Nur zu zweit (oder gar alleine) Weihnachten verbringen, durften wir in den letzten Jahren zu Genüge üben. Dieses Mal also noch in einem anderen Land.
Fangen wir an mit Weihnachten. Für uns war Heiligabend ein gemütlicher Tag mit kleiner Deko für 15.000 Won (ca. 10€), inklusive pinkem Miniweihnachtsbaum und Lichterketten, und liebevoll angerichtetem Schweinebauch mit Beilagen. Zwischendrin sprachen wir noch mit unseren Familien, die sich gerade am Nachmittag trafen.



Die sicherlich spannendere Frage ist aber sicherlich: Wie feiert man denn in Korea Weihnachten.
Nun, trotz tollem Ausblick, aber fehlendem Fernglas, konnten wir nicht in die umliegenden Wohnzimmer schauen.
Auf den Straßen gab es jedenfalls Weihnachtsmärkte. Wir besuchten einen recht zentralen, in dessen Nähe auch noch zwei andere Attraktionen waren und der im Schatten der Statue König Sejongs lag.
Der Markt selbst war, Zitat, im europäischen Stil und bot, wie auch bei uns eine Menge Kram zu kaufen.
Angeschlossen daran waren mehrere Essensstände.
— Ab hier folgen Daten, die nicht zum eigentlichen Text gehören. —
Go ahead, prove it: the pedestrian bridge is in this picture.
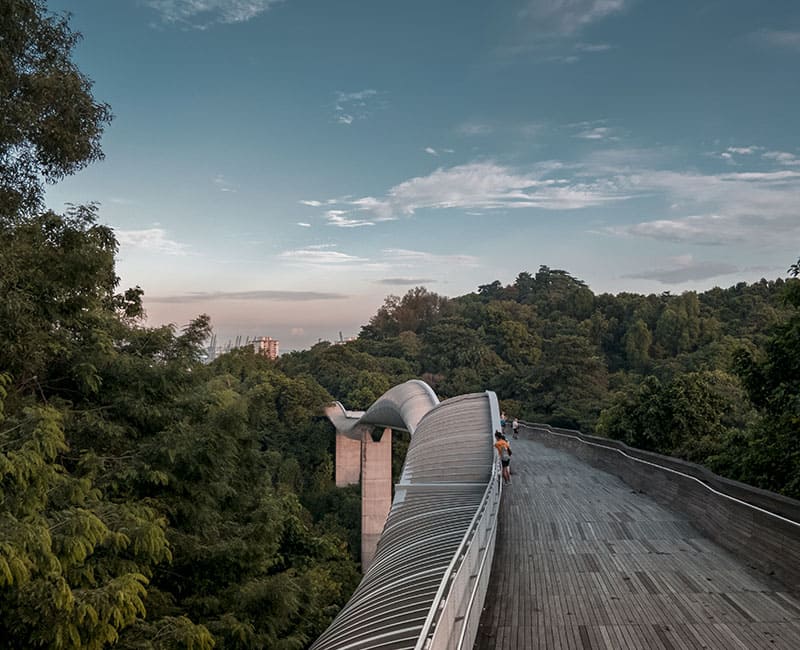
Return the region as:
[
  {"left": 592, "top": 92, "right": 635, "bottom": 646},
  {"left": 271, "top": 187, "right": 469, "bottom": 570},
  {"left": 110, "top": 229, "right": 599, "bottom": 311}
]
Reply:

Wir probierten einige davon aus. Wie auch in vielen Restaurants konnte, musste!, man an einem Automaten bestellen und dann warten bis die eigene Nummer aufgerufen wird. Neben eher koreanischer Kost, gab es aber auch Glühwein, der ganz OK war und Leberkäse und ‚Stuttgarter‘ Würstchen der 1. Bayrisch-Koreanischen Fleischerschule.



Wenn man dem Weg weiter folgte kam man zum Haupttor des Gyeongbokgung Palastes. Dort gab es nach Einbruch der Dunkelheit eine sich wiederholende, 20-minütige Lichtshow verschiedener Künstler, die auf den Eingang projiziert wurden. Begleitet von Musik war es schon beindruckend. Noch beeindruckender war, dass der Platz vor der Tor eine große Kreuzung war und die Menschen regelmäßig von Ordner auf dem Fußweg zurückgedrängt wurden.

Die letzte Station war dann der Cheonggyecheon Stream (siehe Unten am Bach). Auf diesem wurde viele Lichtinstallationen gezeigt und unter einer Brücke sogar ein farbenfroher Film auf das Wasser projiziert. Das war doch sehr schön.






Im Gegensatz zu unseren Gewohnheiten ist Weihnachten jedoch nicht zwingend ein Fest der Familie. Vielmehr ist es ein Anlass besonders für Paare eine schöne Zeit zu verbringen und die Lichter und Stimmung zu genießen. Da decken sich zumindest auch Beobachtungen und Menschen aus dem Internet. Familienfeste gibt es in Korea auch, allerdings zu anderen Anlässen. Zum einen Chuseok Anfang Oktober und das Neujahrsfest des Mondkalenders, was Anfang Februar gefeiert werden wird.
Was ist nun mit der Feier anlässlich der erfolgreichen Umrundung der Sonne? Das wird hier, zumindest in Seoul, mit großen Countdownfeiern an verschiedenen Orten gefeiert. Das beinhaltet dann auch Konzerte großer koreanischer Künstler. Normalerweise. Dieses Jahr war das anders. Durch den tragischen Flugzeugabsturz kurz nach Weihnachten, wurde eine Trauerwoche ausgerufen. Im Zuge dessen wurden auch fast alle öffentlichen Feiern abgesagt. Das einzige was stattfand war das Anschlagen der Neujahrsglocke. Wir verfolgten das im Fernsehen und es war beeindruckend. Menschenmassen versammelten sich vor dem Glockengebäude und stumm lauschten alle dem Glockenschlag.


Dank unserer Aussicht durften wurde allerdings kurz vor Sonnenaufgang noch eine andere Tradition bewundern. Wir haben hier Blick auf einige der zahlreichen Berge rund um Seoul. Und dort sah man viele kleine, zappelnde Lichter. Viele Menschen machten sich nämlich auf, um die ersten Sonnenstrahlen des neuen Jahres zu erblicken. Eine Tradition, die ich hoffe zum Mondneujahr auch mal zu erleben.